Image credit: Reece Group
Applied data science principal Erik Pak told the Databricks Data Intelligence Day in Melbourne that Reece had previously leant heavily on a centralised BI team to execute analytics and reporting tasks.
“We’re an enterprise-level retail company, and just like a lot of those companies we have a centralised BI team, and of course we also share a lot of the common challenges,” Pak said.
“For example, our BI team seems to be never big enough to support all the BI initiatives across the company, and our [data] warehouse never seems to be big enough to host all the data that everyone needs or even to handle all the workload efficiently at the same time.
“Not to mention it always seems there’s some user that has a long-running query that affects everyone else, and we just pray that it doesn’t break our overnight jobs.”
In addition to enabling a higher degree of self-service, Reece wanted departments and teams that owned data to “take better ownership … on the data platform, not just simply within the source system”, Pak said.
With data security top-of-mind, emphasis was also placed on standing up a data platform that offered physical dataset and compute isolation, and that also made it easy for a department to grant partial or full access to their data to another department or team.
“If we want a data owner to take more ownership of their data in the data platform and to manage access control, we have to have a way for them to manage the control easily,” Pak said.
To achieve this, Reece set up Databricks in an AWS account owned by the data platform team.

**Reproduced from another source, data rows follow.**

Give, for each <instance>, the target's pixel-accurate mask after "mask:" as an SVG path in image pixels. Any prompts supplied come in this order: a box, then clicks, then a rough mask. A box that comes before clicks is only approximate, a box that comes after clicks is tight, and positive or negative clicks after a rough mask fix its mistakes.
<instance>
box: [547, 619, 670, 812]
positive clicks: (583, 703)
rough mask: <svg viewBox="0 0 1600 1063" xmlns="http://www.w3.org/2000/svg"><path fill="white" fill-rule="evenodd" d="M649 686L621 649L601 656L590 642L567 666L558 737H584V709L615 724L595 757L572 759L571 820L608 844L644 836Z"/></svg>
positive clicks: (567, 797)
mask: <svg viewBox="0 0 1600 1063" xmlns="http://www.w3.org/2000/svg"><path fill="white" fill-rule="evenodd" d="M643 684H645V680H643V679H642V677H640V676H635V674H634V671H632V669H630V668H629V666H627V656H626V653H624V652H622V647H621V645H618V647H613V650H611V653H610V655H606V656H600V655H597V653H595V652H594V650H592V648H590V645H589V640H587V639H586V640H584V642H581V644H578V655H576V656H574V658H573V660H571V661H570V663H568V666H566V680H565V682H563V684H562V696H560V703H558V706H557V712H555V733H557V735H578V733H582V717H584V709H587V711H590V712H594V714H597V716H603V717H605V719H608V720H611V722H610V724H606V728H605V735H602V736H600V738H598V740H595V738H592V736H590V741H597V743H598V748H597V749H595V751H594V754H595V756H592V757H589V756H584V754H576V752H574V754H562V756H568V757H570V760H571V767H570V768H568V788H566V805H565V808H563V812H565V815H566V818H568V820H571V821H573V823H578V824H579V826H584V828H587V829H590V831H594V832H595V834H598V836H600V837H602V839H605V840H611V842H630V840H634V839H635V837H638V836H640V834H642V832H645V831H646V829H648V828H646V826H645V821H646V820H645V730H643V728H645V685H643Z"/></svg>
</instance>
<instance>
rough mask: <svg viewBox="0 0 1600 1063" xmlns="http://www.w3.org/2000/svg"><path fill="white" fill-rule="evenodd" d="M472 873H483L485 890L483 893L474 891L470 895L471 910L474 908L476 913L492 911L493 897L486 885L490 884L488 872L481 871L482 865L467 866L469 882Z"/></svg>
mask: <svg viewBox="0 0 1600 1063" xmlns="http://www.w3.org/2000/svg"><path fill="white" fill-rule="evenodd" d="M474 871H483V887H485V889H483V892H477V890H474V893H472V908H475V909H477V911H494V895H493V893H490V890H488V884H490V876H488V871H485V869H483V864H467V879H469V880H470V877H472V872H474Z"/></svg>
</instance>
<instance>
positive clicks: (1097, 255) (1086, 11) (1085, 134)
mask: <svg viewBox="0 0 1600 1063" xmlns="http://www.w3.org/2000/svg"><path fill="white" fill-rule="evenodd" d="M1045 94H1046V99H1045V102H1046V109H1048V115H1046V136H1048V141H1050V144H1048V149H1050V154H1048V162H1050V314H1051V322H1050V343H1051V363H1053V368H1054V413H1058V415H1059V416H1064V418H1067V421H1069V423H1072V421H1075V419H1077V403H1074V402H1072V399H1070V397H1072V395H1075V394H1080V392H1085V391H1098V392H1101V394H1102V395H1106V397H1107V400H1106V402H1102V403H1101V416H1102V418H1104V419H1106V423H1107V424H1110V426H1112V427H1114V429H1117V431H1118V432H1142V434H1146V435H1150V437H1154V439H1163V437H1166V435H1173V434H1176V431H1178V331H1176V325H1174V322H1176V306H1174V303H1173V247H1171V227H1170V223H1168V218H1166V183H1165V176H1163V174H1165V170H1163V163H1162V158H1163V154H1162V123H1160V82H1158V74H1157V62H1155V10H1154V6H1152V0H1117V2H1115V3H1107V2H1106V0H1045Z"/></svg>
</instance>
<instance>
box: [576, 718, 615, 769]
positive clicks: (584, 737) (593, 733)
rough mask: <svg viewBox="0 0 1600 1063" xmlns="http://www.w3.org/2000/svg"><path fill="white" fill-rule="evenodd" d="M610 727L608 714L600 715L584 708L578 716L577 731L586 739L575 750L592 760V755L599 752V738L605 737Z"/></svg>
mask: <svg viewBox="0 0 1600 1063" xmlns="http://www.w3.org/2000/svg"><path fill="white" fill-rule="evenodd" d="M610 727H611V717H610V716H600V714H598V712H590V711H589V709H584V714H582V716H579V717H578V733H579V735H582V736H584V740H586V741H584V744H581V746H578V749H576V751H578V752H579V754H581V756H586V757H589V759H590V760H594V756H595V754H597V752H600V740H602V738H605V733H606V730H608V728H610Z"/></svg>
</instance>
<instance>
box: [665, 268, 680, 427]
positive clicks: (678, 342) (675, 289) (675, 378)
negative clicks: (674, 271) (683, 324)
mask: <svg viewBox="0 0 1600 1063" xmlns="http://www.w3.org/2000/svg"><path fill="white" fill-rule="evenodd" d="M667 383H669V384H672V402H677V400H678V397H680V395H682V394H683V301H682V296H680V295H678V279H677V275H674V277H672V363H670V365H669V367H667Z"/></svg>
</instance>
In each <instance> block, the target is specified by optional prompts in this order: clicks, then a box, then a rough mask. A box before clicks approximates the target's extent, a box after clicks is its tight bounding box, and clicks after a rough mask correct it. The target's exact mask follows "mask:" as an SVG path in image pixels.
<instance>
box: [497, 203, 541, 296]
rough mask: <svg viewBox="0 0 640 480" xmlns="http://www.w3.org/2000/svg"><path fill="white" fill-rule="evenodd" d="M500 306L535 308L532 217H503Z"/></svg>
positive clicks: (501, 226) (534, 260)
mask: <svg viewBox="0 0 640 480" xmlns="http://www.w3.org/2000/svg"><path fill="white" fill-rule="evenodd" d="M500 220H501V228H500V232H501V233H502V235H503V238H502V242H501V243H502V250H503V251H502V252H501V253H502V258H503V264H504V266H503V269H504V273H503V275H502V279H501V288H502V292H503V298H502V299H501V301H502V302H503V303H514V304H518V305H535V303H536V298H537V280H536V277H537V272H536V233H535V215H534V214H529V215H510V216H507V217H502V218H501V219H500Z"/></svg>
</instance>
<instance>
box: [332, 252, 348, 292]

It then set up a Databricks workspace – and assigned cloud storage and compute capacity – for each department in their own AWS accounts.
“In terms of compute, each workspace would have a shared cluster and shared SQL warehouse at a department level, and then depending on how much a given team actually uses the platform, we might actually create team-based clusters for them,” Pak said.
“For some specific use cases and scenarios, some individual users might require their own compute, and we will just do that on an ad hoc request basis.”
Pak said that the organisation is also making use of serverless SQL warehouses for some query processing, saying it had “made a very positive impact from a user experience and also cost perspective.”
With the workspaces stood up, Reece then used Unity Catalog to enable users of one workspace to request and – if granted – access data from other workspaces.
Unity Catalog “provides centralised access control, auditing, lineage, and data discovery capabilities across Databricks workspaces”, according to Databricks’ documentation.
“With Unity Catalog’s permission model, now we can actually allow the data owner within the workspace to grant another team from a different workspace access to their data, and potentially maybe only a portion of their data as well,” Pak said.
Pak said the result has been achieving the data security and user self-service targets, as well as driving more decentralised responsibility and accountability for data access.
“The most important thing is to start having a conversation within your organisations about a concept of treating data as a product and try to expand the responsibility of data ownership simply from maintaining the source system towards actually taking responsibility on how their data is being used across the organisation,” Pak told the summit audience.
“This will also help you to offload your BI team to work on more strategic things.”